I was released from special ed classes and sent back to regular classes relatively stigma-free.  Unfortunately, though, nobody ever worked on my lack of organizational skills (or at least, I never went to special classes for it).  This problem still rears its ugly head periodically in my life.  This week, in fact, I've been trying to organize some video interviews for a conference at work and for the life of me couldn't get my shit together.  I spent the better part of the afternoon today wrestling with an Excel spreadsheet.  My desk looked like a bomb exploded on it.  It was not good for my self esteem. 

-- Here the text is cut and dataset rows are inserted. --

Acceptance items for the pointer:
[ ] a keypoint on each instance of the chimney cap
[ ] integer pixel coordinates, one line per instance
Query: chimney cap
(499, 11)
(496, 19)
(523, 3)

This reminded me of another time, in the fourth grade, when I had let my desk get to a biohazard level of disgusting.  I literally could not find a pencil, my lunch, or the kid who sat next to me because the desk was so full of junk.  Apparently my teacher had noticed, because after lunch, just before we started math lessons, as she waited -- and waited -- for me to hunt down my homework (or worksheet, or eraser, or my Safety Patrol Belt), she came around and watched me root through the junk.  That's when she snapped.  I mean, teaching 30 nine-year-olds all day long would get to anyone, but throw in a packrat/hoarder/Fred Sanford-clone and it was enough to send her over the edge.  And then . . . it happened.  She took my desk, tipped it over, gave it a little shake, and dumped the contents all over the floor.  I'm pretty sure we found the Lindburgh baby in there.  I definitely found an old lunch.  I spent the rest of the afternoon sitting on the floor rooting through the papers and culling the herd for stuff that wasn't necessary. 

If a teacher did this to a kid today, she'd probably be sent to Siberia to mine for quartz or something and the kid would have to go through grief counseling, but I'm pretty sure I deserved it.  Besides that, when your mother is a very active PTA parent and spends 24-7 at the school, you can't get away with anything.  (In fact, I wouldn't be surprised if my mother told her to do it.  I really was a mess.)  You might feel bad for me, but don't.  Mrs. Williams was a great teacher, and one of my favorites.  And I got to miss math that day.  I'm pretty sure it was the day we learned how to balance checkbooks, because I still don't really have that skill.  But what I do have is that little angel hovering over my shoulder telling me what I should do all.the.time.  And today it told me that I should blog.  So I am.  And I'm going to tell you the same thing I used to tell my parents every Sunday night before the diorama that I had two weeks to complete was due . . . "I promise I'll do better.  I did read the book. And math is boring!" But you know what, I always did well with writing . . . so, yeah, I'll do better.  Really.